I ended up with a solution using a repeat loop, but I'm sure there's a cleaner way to do the trick!

pt_up <- list() # create a list to store the upstream HYRIV_ID for each target code in id
for (i in 1:length(id)){
  n <- id[[i]] # creates vector with target HYRIV_ID, where all upstream reaches will also be stored
  tmp_id <- df[df$NEXT_DOWN == id[[i]],]$HYRIV_ID # identifies reaches which have n as NEXT_DOWN reach
  
  # if the target reach is the most upstream, then it can't be downstream of any other
  if(length(tmp_id) == 0){
    n <- n
    # if not, I need to find the next upstream reaches
  }else{
    # If tmp_id is higher than 1 I need to find the upstream reaches of each HYRIV_ID in tmp_id
    # I use a second loop go through codes stored in tmp_id 
    n <- append(n, tmp_id) # adds the HYRIV_ID of the first upstream reaches
    tmp_id2 <- tmp_id # create a new vector that will be updated within the loop, without overwriting
    
    ####### NEW SECTION ADDED HERE ######
    repeat{ # this is where I added the repeat loop    
      for (j in 1:length(tmp_id2)){ # loops through all HYRIV_IDs stored in tmp_2 and repeats after tmp_id2 is updated
      if(length(df[df$NEXT_DOWN == tmp_id2[[j]],]$HYRIV_ID) == 0){
        n <- n # if tmp_id2 has no upstream reaches, then I add the codes in tmp_id to n, as this will be the only upstream reaches
      }else{
        id2 <- df[df$NEXT_DOWN == tmp_id2[[j]],]$HYRIV_ID # HYRIV_ID upstream of codes stored in tmp_id2
        n <- append(n, id2) # add codes to n
      }
      }
      tmp_id2 <- id2 # updated tmp_id2 with the new IDs so to repeat the loop
      if (length(df[df$NEXT_DOWN %in% tmp_id2,]$HYRIV_ID) == 0 & unique(tmp_id2 %in% n) == TRUE){
        break 
      } # this will stop the repeat loop when there are no upstream reaches left 
    }
    ####### END OF NEW SECTION ######

  pt_up[[i]] <- n # add reaches HYRIV_ID upstream of target reach to the list 
  names(pt_up)[i] <- id[[i]] # name list element to keep track of target reach
  }
}

Solution

Your data model of upstream and downstream river segments is a directed acyclic graph, where nodes (vertices) of that graph represent river segments and an edge (connection) between a node represents an upstream -> downstream relationship.

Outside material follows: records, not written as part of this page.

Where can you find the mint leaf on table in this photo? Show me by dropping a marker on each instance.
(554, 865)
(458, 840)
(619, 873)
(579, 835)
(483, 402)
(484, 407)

You can use the R package igraph to represent your data and compute on it. Given a directed acyclic graph, how do I determine all of the ancestors of a given node?

library(igraph)
a <- c(41397427, 41397438, 41397439, 41397440, 41397466, 41397467, 41397494, 41397495, 41397512, 41397513, 41397514, 41397566, 41397584)
b <- c(41397438, 41397494, 41397466, 41397439, 41397438, 41397440, 41397401, 41397440, 41397466, 41397439, 41397495, 41397495, 41397494)
df <- data.frame(HYRIV_ID = a, NEXT_DOWN = b)
xx <- graph_from_data_frame(df)

Now use the subcomponent function to find all nodes reachable from a specified vertex, that are going "into" that node (i.e., the ancestor chain):

# Point A
subcomponent(xx, "41397494", "in")
## + 13/14 vertices, named, from a2cc5ff:
## [1] 41397494 41397438 41397584 41397427 41397466 41397439 41397512 41397440
## [9] 41397513 41397467 41397495 41397514 41397566

# Point B
subcomponent(xx, "41397495", "in")
# + 3/14 vertices, named, from a2cc5ff:
# [1] 41397495 41397514 41397566

You can easily exclude the node of interest now if desired.